Namun, cinta Risan tak bertahan lama. Seperti baterai handphone murahan, hubungan mereka hanya kuat selama sembilan belas hari. Setelah itu, Risan kembali ke pelukan Mala, meninggalkan Tika dengan hati yang hancur lebur. Ya, semudah itulah Risan mempermainkan cinta. Baginya, pacaran mungkin cuma hobi, kayak koleksi kartu remi, main sebentar, bosan, lalu ganti dengan yang baru.
Setelah dikhianati oleh Risan, Tika akhirnya balikan lagi sama Bokir. Tapi, meski sudah kembali ke pelukan mantan, dendamnya tetap membara. Dia ingin balas dendam, tapi bukan dengan cara nge-prank atau bikin meme receh lewat SMS Hp. Tika memilih cara yang lebih elegan, lebih licik, dan lebih… literary. Dia menulis cerpen berjudul “Cinta Sembilan Belas Hari” di majalah BASIS edisi 5 Januari 2005.
Isi cerpennya? Tentu saja tentang Risan, si Fu**boy abadi sekolah. Tanpa menyebut nama, ceritanya begitu detil dan jelas bahwa semua orang langsung tahu siapa yang dimaksud. Efeknya? Luar biasa. Sejak saat itu, cukup bilang “Cinta Sembilan Belas Hari” di depan Risan, dan wajahnya langsung merah padam seperti cabe rawit. Bahkan setelah puluhan tahun berlalu, nama Risan tetap melekat sebagai simbol pengkhianat cinta.
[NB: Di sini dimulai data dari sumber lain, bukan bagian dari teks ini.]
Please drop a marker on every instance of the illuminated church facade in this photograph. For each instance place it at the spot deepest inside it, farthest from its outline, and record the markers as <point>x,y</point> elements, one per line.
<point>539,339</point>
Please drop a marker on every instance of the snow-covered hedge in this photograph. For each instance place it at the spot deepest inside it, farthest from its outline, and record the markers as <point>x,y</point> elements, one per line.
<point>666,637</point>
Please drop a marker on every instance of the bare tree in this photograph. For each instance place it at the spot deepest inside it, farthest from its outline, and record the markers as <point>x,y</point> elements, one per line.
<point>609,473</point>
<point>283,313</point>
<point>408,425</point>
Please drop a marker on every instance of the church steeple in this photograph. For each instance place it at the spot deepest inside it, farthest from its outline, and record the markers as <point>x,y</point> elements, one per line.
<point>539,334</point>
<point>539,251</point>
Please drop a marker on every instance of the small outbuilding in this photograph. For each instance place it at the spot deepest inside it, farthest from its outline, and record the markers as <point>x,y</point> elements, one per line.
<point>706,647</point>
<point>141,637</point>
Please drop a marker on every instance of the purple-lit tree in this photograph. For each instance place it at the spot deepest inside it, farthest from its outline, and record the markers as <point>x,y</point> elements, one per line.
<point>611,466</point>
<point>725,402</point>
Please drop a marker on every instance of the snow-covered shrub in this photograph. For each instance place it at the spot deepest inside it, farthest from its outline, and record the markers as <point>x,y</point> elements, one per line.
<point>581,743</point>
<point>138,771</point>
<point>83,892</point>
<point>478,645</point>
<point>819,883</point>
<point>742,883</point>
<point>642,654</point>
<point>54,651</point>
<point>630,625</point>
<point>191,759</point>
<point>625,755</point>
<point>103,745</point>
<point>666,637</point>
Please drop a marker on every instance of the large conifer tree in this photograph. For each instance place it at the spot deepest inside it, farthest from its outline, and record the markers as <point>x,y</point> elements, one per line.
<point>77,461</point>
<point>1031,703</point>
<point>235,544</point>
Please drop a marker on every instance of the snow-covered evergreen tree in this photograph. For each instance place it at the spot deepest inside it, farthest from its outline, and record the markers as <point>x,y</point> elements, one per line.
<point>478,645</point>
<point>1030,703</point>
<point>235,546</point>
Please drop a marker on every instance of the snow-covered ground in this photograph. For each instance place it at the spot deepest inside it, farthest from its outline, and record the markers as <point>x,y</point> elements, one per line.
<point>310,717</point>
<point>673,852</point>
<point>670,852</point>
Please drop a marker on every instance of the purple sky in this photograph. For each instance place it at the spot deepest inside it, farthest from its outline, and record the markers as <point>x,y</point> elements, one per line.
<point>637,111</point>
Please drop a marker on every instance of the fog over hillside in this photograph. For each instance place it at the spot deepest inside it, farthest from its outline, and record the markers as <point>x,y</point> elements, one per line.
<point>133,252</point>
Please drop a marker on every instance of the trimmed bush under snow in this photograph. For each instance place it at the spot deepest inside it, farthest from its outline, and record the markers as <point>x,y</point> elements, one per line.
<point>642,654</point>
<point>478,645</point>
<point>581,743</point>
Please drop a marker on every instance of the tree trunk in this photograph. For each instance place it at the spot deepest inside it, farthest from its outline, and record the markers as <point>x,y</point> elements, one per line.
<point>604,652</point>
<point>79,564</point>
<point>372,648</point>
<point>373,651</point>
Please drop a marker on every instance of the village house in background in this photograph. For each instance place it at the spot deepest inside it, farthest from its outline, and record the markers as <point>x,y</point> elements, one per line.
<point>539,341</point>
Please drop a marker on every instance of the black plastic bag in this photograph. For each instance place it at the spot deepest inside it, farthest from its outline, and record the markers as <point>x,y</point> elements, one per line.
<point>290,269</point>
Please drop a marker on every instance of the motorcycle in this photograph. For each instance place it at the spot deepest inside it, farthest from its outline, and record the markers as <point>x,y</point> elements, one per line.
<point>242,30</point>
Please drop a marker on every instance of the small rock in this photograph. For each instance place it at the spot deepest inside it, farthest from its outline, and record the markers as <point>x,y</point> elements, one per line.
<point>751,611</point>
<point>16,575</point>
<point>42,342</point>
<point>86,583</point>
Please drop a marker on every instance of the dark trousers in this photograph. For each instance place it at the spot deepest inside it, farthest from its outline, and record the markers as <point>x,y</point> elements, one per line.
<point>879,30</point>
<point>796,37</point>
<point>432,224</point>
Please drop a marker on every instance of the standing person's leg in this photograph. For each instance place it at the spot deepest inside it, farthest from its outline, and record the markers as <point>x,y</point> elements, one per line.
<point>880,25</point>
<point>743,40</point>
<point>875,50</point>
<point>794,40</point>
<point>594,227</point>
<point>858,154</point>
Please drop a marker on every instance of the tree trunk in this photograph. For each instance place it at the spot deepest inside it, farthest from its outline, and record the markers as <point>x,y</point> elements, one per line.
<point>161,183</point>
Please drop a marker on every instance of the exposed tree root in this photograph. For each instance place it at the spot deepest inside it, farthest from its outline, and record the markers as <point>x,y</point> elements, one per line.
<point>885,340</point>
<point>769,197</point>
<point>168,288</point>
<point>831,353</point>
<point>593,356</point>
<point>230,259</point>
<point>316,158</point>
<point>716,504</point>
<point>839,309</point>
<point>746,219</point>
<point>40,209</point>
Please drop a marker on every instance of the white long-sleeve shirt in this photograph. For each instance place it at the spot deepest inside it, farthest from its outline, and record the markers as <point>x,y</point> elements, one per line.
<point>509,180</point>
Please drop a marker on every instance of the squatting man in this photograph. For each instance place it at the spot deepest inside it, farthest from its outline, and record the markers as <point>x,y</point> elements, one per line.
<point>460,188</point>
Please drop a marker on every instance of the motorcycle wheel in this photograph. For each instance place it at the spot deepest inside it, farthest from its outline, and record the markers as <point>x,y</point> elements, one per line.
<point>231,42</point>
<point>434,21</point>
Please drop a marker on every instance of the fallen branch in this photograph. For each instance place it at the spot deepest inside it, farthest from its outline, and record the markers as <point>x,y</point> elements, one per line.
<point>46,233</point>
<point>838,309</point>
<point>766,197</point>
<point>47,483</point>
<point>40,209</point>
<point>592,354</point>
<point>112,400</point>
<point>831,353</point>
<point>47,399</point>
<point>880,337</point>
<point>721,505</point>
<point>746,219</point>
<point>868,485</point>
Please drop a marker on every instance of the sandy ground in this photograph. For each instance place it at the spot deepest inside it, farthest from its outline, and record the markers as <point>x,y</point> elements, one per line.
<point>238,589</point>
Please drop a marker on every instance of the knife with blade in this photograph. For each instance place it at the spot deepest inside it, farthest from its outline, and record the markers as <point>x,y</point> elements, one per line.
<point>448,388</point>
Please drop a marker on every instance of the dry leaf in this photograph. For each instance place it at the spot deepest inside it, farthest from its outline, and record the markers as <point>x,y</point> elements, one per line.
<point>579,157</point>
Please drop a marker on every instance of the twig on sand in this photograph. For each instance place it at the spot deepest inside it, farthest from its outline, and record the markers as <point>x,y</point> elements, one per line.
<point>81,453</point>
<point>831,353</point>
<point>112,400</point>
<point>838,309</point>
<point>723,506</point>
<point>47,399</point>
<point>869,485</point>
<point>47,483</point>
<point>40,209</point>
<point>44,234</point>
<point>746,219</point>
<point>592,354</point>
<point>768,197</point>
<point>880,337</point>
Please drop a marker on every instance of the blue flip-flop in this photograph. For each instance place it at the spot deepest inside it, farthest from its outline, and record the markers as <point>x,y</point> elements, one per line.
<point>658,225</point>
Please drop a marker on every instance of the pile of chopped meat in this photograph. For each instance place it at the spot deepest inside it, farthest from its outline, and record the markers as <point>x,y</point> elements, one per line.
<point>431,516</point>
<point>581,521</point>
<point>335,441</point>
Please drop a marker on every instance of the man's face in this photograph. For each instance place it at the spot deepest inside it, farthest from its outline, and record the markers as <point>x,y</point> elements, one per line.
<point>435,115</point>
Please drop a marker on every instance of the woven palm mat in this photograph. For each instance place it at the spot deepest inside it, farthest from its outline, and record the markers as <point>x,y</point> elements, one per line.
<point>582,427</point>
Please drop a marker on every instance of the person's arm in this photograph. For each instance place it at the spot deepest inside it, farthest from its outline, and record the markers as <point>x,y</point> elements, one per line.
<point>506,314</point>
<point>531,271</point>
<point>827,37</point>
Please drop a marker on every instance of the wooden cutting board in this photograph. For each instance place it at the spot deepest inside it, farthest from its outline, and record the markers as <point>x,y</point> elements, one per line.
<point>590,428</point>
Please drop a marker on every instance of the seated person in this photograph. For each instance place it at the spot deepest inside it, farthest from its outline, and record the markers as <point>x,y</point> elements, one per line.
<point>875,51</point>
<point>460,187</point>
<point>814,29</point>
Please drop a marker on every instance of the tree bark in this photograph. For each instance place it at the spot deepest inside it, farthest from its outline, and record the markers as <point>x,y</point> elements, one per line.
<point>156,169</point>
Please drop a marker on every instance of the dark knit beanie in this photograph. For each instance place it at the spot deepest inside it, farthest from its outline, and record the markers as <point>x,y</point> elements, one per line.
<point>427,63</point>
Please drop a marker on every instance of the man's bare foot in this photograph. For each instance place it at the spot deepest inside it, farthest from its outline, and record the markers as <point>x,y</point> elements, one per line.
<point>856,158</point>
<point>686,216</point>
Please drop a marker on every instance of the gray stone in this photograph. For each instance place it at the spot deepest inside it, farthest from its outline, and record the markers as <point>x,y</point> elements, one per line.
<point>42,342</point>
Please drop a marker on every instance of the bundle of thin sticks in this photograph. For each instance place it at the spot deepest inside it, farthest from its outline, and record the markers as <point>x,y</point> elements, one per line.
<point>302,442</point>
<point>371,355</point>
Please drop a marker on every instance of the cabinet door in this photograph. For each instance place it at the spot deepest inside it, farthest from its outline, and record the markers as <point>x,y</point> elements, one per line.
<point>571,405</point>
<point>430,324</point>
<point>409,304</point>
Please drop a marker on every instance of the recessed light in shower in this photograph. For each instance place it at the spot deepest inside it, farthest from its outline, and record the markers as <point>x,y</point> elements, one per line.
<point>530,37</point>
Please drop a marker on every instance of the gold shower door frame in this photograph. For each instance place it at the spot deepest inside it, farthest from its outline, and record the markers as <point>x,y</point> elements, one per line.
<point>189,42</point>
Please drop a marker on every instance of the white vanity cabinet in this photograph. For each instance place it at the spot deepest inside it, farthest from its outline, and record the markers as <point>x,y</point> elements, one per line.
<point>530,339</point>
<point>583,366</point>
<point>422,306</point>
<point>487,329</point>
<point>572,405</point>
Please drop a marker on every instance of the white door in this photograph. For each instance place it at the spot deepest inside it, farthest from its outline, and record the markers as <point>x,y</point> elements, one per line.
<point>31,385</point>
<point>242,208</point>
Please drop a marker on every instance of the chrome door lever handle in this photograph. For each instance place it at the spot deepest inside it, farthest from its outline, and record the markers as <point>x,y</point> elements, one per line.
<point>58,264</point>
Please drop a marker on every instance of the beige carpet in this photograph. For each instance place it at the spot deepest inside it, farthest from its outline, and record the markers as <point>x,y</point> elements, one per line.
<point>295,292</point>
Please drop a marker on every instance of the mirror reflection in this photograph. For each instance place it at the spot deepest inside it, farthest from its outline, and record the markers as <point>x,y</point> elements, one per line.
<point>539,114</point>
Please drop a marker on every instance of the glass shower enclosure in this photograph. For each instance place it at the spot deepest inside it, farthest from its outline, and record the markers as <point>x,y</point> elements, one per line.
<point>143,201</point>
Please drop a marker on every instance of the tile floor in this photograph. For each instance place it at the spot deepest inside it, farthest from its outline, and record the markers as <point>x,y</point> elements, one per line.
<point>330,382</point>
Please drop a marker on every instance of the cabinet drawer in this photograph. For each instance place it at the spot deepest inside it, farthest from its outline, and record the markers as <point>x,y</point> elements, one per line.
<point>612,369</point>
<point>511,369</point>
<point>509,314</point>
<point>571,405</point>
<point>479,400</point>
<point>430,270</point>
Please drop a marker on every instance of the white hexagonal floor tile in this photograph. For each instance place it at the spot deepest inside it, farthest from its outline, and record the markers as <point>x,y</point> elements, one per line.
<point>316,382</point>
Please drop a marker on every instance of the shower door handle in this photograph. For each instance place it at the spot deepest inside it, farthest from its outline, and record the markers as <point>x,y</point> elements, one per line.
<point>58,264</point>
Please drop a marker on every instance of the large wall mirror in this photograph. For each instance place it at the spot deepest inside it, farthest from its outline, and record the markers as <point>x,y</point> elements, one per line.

Jadi, apa pelajaran dari kisah ini? Pertama, kalau kamu cowok, jangan jadi Risan. Nggak ada yang suka cowok yang cuma pakai cinta buat nambah daftar prestasi kayak pengumpulan stiker undian. Kedua, kalau kamu cewek, jangan buru-buru jatuh cinta sama cowok yang kelihatannya keren tapi ternyata cuma topeng. Ketiga, kalau kamu mau balas dendam, tulis aja cerpen. Lebih efektif daripada nyerang pakai kata-kata kasar atau bikin drama di media sosial.
Dan yang terakhir, ingatlah: cinta itu bukan soal berapa lama kamu pacaran, tapi soal bagaimana kamu menjalaninya. Kalau cuma sembilan belas hari, ya udahlah. Toh, cinta yang beneran nggak diukur dari durasi, tapi dari ketulusan.